IBM telah mengungkap dua komputer kuantum baru, Loon dan Nighthawk, yang menampilkan koneksi qubit yang belum pernah terjadi sebelumnya yang dapat memajukan komputasi bebas kesalahan. Mesin-mesin ini menggunakan desain modular untuk menghubungkan qubit superkonduktor dengan cara yang kompleks, berpotensi meningkatkan daya komputasi. Pengembangan ini bertujuan untuk mengatasi tantangan kunci dalam penskalaan teknologi kuantum.

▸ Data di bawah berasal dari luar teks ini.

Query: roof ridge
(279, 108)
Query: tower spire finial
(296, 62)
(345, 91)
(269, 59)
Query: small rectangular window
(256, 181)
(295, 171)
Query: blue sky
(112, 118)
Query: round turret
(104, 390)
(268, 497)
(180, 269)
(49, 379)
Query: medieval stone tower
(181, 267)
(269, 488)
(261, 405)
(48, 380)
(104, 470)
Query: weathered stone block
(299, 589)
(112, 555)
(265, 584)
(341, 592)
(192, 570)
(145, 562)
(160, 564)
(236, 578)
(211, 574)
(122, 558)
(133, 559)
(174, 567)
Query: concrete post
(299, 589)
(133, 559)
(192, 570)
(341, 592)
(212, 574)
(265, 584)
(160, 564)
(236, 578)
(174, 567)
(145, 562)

Pendekatan IBM terhadap komputasi kuantum menekankan modularitas dan koneksi inovatif antara qubit superkonduktor, baik di dalam maupun antar unit. Perusahaan tersebut meluncurkan Loon dan Nighthawk, yang menunjukkan kelayakan strategi ini. Jay Gambetta di IBM mencatat skeptisisme awal dari peneliti, yang menolak koneksi tersebut sebagai teoretis. «Kamu berada di tanah teori, kamu tidak bisa mewujudkannya.» Dan [sekarang] kami akan menunjukkan bahwa [itu] salah,» kata Gambetta.
Loon menampilkan qubit yang masing-masing terhubung dengan enam lainnya, dengan tautan yang «memecah bidang»—memungkinkan pergerakan vertikal melintasi chip, yang pertama untuk komputer kuantum superkonduktor. Nighthawk menawarkan konektivitas qubit empat arah. Peningkatan tautan ini dapat memperkuat daya komputasi dan mengurangi kesalahan, hambatan kritis bagi sistem saat ini.
Uji coba awal pada Nighthawk menunjukkan bahwa ia menangani program kuantum 30 persen lebih kompleks daripada mesin IBM yang paling banyak digunakan. Kemajuan seperti itu dapat memperluas aplikasi, membangun atas penggunaan sebelumnya dalam kimia. IBM mengejar qubit logis yang lebih kecil untuk koreksi kesalahan, berbeda dari pesaing seperti Google, yang memerlukan lebih banyak qubit. Konektivitas tinggi, seperti di Loon, sangat penting untuk metode ini guna menghindari biaya penskalaan besar.
Stephen Bartlett di University of Sydney menyebut konektivitas tersebut «menggairahkan» dan «langkah besar signifikan» menuju algoritma yang berguna, meskipun diperlukan pengujian lebih lanjut. Tantangan yang tersisa termasuk meningkatkan pembacaan output, di mana IBM telah maju, dan memperpanjang waktu koherensi qubit, yang dapat menurun akibat koneksi baru. Tim juga sedang mengembangkan cara untuk mereset qubit di tengah perhitungan.
Pada 2026, IBM berencana komputer kuantum modular untuk penyimpanan dan pemrosesan, dibentuk oleh evaluasi Loon dan Nighthawk.